The MI Procedure

 

Example 56.14 Multistage Imputation

This example uses two separate imputation procedures to complete the imputation process. In the first case, the MI procedure statements use the MCMC method to impute just enough missing values for a data set with an arbitrary missing pattern so that each imputed data set has a monotone missing pattern. In the second case, the MI procedure statements use a MONOTONE statement to impute missing values for data sets with monotone missing patterns.

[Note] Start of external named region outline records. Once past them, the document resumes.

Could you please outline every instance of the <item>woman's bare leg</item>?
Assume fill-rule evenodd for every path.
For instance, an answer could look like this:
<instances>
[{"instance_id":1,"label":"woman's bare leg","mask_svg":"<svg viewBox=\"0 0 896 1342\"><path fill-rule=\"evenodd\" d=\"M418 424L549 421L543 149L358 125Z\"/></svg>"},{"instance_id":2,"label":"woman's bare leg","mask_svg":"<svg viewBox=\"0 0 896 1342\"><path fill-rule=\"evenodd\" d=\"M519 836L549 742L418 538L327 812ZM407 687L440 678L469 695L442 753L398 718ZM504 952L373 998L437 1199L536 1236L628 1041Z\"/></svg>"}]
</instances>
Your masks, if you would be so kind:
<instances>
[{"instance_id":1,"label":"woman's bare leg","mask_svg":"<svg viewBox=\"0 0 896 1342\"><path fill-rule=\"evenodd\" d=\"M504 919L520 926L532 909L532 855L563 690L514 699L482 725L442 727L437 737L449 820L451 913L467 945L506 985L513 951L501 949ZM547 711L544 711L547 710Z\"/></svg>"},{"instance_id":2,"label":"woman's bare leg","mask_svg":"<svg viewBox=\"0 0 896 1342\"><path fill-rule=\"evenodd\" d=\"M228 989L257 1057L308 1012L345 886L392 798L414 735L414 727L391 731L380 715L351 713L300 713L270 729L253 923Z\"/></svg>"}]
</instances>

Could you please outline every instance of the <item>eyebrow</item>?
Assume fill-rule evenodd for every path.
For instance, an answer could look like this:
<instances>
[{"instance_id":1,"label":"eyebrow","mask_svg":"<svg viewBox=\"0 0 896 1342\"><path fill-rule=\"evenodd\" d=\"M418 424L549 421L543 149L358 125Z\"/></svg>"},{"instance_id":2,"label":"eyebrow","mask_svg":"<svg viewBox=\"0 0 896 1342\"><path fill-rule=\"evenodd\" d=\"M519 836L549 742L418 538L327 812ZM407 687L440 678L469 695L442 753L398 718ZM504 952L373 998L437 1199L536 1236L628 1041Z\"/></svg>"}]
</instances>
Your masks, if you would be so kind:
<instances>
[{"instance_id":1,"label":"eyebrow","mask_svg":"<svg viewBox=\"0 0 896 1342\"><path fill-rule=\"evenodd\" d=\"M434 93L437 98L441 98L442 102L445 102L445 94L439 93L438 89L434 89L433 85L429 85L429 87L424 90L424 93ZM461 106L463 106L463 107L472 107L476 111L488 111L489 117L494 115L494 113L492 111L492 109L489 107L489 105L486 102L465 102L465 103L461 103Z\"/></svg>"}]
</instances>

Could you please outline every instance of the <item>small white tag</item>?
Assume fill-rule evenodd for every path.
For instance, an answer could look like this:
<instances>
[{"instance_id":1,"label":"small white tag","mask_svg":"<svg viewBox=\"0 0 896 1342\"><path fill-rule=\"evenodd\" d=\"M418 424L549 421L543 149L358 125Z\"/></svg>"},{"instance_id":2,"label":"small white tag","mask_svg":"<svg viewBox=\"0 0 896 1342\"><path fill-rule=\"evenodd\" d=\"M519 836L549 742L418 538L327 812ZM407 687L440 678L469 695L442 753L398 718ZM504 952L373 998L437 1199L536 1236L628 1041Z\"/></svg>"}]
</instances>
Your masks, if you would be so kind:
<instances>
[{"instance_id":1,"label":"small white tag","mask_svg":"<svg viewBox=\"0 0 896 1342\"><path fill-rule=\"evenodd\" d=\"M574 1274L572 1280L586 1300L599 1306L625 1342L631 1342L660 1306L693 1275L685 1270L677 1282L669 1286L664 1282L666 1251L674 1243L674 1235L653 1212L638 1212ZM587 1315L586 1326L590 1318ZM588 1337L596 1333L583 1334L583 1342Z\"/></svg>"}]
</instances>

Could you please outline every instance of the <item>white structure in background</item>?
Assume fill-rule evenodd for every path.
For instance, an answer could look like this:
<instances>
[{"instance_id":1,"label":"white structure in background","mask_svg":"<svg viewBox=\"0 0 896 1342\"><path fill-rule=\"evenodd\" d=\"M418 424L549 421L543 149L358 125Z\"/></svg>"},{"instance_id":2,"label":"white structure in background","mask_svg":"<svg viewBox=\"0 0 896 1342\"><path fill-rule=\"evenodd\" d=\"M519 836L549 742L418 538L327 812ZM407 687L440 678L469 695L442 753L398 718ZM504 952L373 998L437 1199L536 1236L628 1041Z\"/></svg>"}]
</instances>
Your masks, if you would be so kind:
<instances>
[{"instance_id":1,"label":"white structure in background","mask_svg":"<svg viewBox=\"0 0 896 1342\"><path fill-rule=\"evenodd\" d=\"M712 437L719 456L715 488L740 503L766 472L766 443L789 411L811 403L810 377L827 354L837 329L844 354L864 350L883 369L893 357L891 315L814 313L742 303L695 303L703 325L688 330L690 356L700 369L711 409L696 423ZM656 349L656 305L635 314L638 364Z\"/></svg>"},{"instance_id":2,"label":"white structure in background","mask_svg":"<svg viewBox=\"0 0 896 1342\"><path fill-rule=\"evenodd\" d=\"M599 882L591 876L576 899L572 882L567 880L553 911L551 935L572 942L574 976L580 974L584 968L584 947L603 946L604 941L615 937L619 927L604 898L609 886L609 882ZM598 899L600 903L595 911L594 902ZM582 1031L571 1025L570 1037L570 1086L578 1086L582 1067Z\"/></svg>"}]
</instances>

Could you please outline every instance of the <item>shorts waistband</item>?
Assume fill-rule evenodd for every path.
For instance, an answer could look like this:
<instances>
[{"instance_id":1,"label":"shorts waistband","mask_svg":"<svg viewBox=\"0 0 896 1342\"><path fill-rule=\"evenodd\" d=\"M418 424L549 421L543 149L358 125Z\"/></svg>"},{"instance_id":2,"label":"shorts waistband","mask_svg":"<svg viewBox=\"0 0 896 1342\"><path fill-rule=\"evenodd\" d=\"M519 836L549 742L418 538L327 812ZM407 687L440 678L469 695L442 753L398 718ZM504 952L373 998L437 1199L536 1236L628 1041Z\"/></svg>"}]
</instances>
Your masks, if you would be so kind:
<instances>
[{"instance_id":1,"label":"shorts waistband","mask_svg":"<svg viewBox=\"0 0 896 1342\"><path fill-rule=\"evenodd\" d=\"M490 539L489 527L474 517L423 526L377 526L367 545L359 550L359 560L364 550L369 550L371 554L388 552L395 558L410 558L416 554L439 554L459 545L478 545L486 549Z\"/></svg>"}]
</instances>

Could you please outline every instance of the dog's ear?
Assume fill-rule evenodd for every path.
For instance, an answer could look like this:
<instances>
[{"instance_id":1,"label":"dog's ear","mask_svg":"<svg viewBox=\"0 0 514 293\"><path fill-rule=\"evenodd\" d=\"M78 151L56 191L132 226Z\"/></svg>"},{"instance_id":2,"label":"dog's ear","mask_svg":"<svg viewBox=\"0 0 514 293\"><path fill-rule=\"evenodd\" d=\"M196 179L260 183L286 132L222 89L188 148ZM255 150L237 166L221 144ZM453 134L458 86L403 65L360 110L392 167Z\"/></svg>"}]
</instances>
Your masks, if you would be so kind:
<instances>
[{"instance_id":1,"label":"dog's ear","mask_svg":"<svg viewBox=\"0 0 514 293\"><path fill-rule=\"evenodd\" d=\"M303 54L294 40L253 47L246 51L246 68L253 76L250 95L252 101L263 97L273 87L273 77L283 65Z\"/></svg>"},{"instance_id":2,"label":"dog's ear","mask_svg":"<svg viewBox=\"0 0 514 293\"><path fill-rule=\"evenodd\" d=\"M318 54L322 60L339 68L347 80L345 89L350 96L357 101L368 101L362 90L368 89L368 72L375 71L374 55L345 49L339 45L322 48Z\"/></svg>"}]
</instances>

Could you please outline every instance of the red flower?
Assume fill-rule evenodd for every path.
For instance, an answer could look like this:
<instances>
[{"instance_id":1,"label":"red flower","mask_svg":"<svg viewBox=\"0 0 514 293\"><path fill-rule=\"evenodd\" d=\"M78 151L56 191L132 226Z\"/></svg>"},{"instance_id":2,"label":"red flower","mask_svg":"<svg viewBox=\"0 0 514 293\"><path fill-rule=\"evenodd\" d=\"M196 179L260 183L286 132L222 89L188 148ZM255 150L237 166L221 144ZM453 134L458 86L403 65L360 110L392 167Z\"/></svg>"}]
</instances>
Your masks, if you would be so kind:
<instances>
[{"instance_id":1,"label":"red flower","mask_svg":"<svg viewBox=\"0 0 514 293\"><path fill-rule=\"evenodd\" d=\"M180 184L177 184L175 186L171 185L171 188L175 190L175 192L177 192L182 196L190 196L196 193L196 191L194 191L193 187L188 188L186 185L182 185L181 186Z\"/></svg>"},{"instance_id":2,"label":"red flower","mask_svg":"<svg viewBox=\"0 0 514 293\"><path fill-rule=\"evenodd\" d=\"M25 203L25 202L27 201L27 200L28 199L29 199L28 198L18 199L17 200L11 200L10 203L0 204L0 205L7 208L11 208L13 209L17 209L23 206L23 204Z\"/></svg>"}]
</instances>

The following statements are identical to those in Example 56.10. The statements invoke the MI procedure and specify the IMPUTE=MONOTONE option to create the imputed data set with a monotone missing pattern.

proc mi data=Fitness1 seed=17655417 out=outex14;
   mcmc impute=monotone;
   var Oxygen RunTime RunPulse;
run;

The "Missing Data Patterns" table in Output 56.14.1 lists distinct missing data patterns with corresponding statistics. Here, an "X" means that the variable is observed in the corresponding group, a "." means that the variable is missing and will be imputed to achieve the monotone missingness for the imputed data set, and an "O" means that the variable is missing and will not be imputed. The table also displays group-specific variable means.

Output 56.14.1 Missing Data Patterns
The MI Procedure

Missing Data Patterns
Group Oxygen RunTime RunPulse Freq Percent Group Means
Oxygen RunTime RunPulse
1 X X X 21 67.74 46.353810 10.809524 171.666667
2 X X O 4 12.90 47.109500 10.137500 .
3 X O O 3 9.68 52.461667 . .
4 . X X 1 3.23 . 11.950000 176.000000
5 . X O 2 6.45 . 9.885000 .

As shown in the table, the MI procedure needs to impute only three missing values from group 4 and group 5 to achieve a monotone missing pattern for the imputed data set. When the MCMC method is used to produce an imputed data set with a monotone missing pattern, tables of variance information and parameter estimates are not created.

The following statements impute one value for each missing value in the monotone missingness data set outex14:

proc mi data=outex14
        nimpute=1 seed=51343672
        out=outex14a;
   monotone reg;
   var Oxygen RunTime RunPulse;
   by _Imputation_;
run;

You can then analyze these data sets by using other SAS procedures and combine these results by using the MIANALYZE procedure. Note that the VAR statement is required with a MONOTONE statement to provide the variable order for the monotone missing pattern.

The "Model Information"  table in Output 56.14.2 shows that a monotone method is used to generate imputed values in the first BY group.

Output 56.14.2 Model Information
The MI Procedure

Model Information
Data Set WORK.OUTEX14
Method Monotone
Number of Imputations 1
Seed for random number generator 51343672

The "Monotone Model Specification"  table in Output 56.14.3 describes methods and imputed variables in the imputation model. The MI procedure uses the regression method to impute the variables RunTime and RunPulse in the model.

Output 56.14.3 Monotone Model Specification

Monotone Model Specification
Method Imputed Variables
Regression RunTime RunPulse

The "Missing Data Patterns" table in Output 56.14.4 lists distinct missing data patterns with corresponding statistics. It shows a monotone missing pattern for the imputed data set.

Output 56.14.4 Missing Data Patterns

Missing Data Patterns
Group Oxygen RunTime RunPulse Freq Percent Group Means
Oxygen RunTime RunPulse
1 X X X 22 70.97 46.057479 10.861364 171.863636
2 X X . 6 19.35 46.745227 10.053333 .
3 X . . 3 9.68 52.461667 . .

The following statements list the first 10 observations of the data set outex14a in Output 56.14.5:

proc print data=outex14a(obs=10);
   title 'First 10 Observations of the Imputed Data Set';
run;

Output 56.14.5 Imputed Data Set
First 10 Observations of the Imputed Data Set

Obs _Imputation_ Oxygen RunTime RunPulse
1 1 44.6090 11.3700 178.000
2 1 45.3130 10.0700 185.000
3 1 54.2970 8.6500 156.000
4 1 59.5710 7.1569 169.914
5 1 49.8740 9.2200 159.315
6 1 44.8110 11.6300 176.000
7 1 39.8345 11.9500 176.000
8 1 45.3196 10.8500 151.252
9 1 39.4420 13.0800 174.000
10 1 60.0550 8.6300 170.000

This example presents an alternative to the full-data MCMC imputation, in which imputation of only a few missing values is needed to achieve a monotone missing pattern for the imputed data set. The example uses a monotone MCMC method that imputes fewer missing values in each iteration and achieves approximate stationarity in fewer iterations (Schafer 1997, p. 227). The example also demonstrates how to combine the monotone MCMC method with a method for monotone missing data, which does not rely on iterations of steps.